Ouvrages génie civil : les digues et les barrages 

En France, il existe une grande variété de digues et de barrages en terre, qui s’explique par les différentes époques de construction, les différents matériaux utilisés dans leur édification, ainsi que par les modifications successives que les ouvrages ont connus depuis leur création (confortement, réparation, rehaussement…).

Définitions des ouvrages 

Les barrages et les digues sont des ouvrages hydrauliques construits dans le but de stocker les eaux ou de se protéger de leurs effets. Les barrages sont implantés perpendiculairement au cours d’eau ou à l’écoulement alors qu’en général les digues le sont longitudinalement. Les digues se séparent alors en deux grandes familles : les digues à charge hydraulique permanente assurant le stockage ou le transport de l’eau et les digues de protection contre les inondations (Royet and Mériaux 1998).

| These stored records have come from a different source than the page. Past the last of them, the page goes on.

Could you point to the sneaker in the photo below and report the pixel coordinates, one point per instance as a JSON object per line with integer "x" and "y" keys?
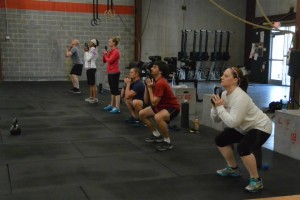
{"x": 131, "y": 120}
{"x": 138, "y": 125}
{"x": 255, "y": 185}
{"x": 115, "y": 110}
{"x": 77, "y": 91}
{"x": 153, "y": 138}
{"x": 94, "y": 101}
{"x": 88, "y": 99}
{"x": 72, "y": 90}
{"x": 164, "y": 146}
{"x": 108, "y": 108}
{"x": 228, "y": 171}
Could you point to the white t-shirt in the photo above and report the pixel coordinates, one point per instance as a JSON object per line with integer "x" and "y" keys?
{"x": 90, "y": 58}
{"x": 240, "y": 113}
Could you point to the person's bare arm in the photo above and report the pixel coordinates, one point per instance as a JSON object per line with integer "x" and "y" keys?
{"x": 68, "y": 52}
{"x": 153, "y": 99}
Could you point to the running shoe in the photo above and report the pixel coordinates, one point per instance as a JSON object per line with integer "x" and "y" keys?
{"x": 228, "y": 171}
{"x": 88, "y": 99}
{"x": 153, "y": 138}
{"x": 115, "y": 110}
{"x": 255, "y": 185}
{"x": 77, "y": 91}
{"x": 164, "y": 146}
{"x": 94, "y": 101}
{"x": 108, "y": 108}
{"x": 72, "y": 90}
{"x": 131, "y": 120}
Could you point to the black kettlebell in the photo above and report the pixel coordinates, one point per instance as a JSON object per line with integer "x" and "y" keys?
{"x": 15, "y": 128}
{"x": 217, "y": 91}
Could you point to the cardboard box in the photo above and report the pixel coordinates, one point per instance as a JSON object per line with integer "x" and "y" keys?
{"x": 188, "y": 94}
{"x": 287, "y": 133}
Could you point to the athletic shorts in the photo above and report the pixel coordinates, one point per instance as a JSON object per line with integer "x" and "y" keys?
{"x": 91, "y": 76}
{"x": 172, "y": 111}
{"x": 113, "y": 81}
{"x": 76, "y": 69}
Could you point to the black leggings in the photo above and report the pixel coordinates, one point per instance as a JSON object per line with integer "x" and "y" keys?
{"x": 113, "y": 81}
{"x": 249, "y": 142}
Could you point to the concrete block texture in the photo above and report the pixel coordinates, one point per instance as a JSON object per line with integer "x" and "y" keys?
{"x": 38, "y": 40}
{"x": 166, "y": 19}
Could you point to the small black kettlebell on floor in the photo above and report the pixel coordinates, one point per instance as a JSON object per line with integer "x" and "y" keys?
{"x": 15, "y": 128}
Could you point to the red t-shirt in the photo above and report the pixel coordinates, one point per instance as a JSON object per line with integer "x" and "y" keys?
{"x": 168, "y": 99}
{"x": 112, "y": 59}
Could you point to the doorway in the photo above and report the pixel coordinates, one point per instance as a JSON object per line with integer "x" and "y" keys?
{"x": 279, "y": 45}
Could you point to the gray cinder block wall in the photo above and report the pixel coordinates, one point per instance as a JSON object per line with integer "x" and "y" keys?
{"x": 38, "y": 40}
{"x": 166, "y": 19}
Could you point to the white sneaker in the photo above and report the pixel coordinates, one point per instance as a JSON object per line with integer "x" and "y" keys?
{"x": 94, "y": 101}
{"x": 88, "y": 99}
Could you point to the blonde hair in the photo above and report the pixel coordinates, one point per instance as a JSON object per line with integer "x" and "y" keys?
{"x": 116, "y": 40}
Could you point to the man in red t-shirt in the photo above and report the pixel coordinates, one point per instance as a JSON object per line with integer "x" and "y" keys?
{"x": 164, "y": 106}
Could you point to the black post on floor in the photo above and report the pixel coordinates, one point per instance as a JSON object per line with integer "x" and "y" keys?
{"x": 185, "y": 114}
{"x": 100, "y": 88}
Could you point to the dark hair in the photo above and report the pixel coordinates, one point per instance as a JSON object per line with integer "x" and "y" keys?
{"x": 136, "y": 70}
{"x": 116, "y": 40}
{"x": 163, "y": 67}
{"x": 242, "y": 80}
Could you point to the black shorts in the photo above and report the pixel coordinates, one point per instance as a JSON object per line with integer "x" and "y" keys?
{"x": 172, "y": 111}
{"x": 91, "y": 76}
{"x": 113, "y": 81}
{"x": 76, "y": 69}
{"x": 247, "y": 143}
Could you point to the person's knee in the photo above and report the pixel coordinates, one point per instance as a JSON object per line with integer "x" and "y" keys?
{"x": 243, "y": 150}
{"x": 138, "y": 105}
{"x": 219, "y": 140}
{"x": 158, "y": 117}
{"x": 142, "y": 114}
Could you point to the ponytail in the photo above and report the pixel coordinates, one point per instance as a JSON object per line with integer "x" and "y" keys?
{"x": 242, "y": 80}
{"x": 116, "y": 40}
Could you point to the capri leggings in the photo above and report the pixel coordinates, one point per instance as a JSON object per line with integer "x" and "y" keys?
{"x": 248, "y": 142}
{"x": 113, "y": 81}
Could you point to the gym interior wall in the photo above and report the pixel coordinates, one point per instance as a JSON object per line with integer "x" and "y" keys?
{"x": 40, "y": 31}
{"x": 161, "y": 28}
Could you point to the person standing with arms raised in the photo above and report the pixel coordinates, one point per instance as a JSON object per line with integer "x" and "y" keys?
{"x": 112, "y": 59}
{"x": 73, "y": 53}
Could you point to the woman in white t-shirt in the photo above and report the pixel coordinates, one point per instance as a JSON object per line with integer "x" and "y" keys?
{"x": 245, "y": 124}
{"x": 90, "y": 57}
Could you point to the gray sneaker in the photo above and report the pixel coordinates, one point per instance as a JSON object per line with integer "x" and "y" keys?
{"x": 164, "y": 146}
{"x": 153, "y": 138}
{"x": 255, "y": 185}
{"x": 94, "y": 101}
{"x": 88, "y": 99}
{"x": 228, "y": 171}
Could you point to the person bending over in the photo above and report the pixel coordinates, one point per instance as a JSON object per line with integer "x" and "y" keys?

● Les digues à charge hydraulique permanente correspondent principalement à des digues de navigation, de dérivation ou d’irrigation. On compte, pour les petits canaux de navigation, environ 10 ruptures par an sur les 6 700 km de canaux navigables (Daly et al. 2005). Il s’agit souvent de digues très hétérogènes, mal connues des gestionnaires d’ouvrages, à l’exception des digues récentes d’aménagements hydroélectriques (Rhône et Rhin).
● Les digues de protection contre les crues sont des ouvrages dont une partie est construite au-dessus du terrain naturel afin de contenir épisodiquement un flux d’eau supérieur à la moyenne (Mériaux et al. 2003). L’essentiel du parc de ce type de digues est ancien et leur constitution est généralement très mal connue par les gestionnaires sauf pour les quelques ouvrages ayant fait l’objet d’un diagnostic approfondi récent à l’appui de sondages géotechniques.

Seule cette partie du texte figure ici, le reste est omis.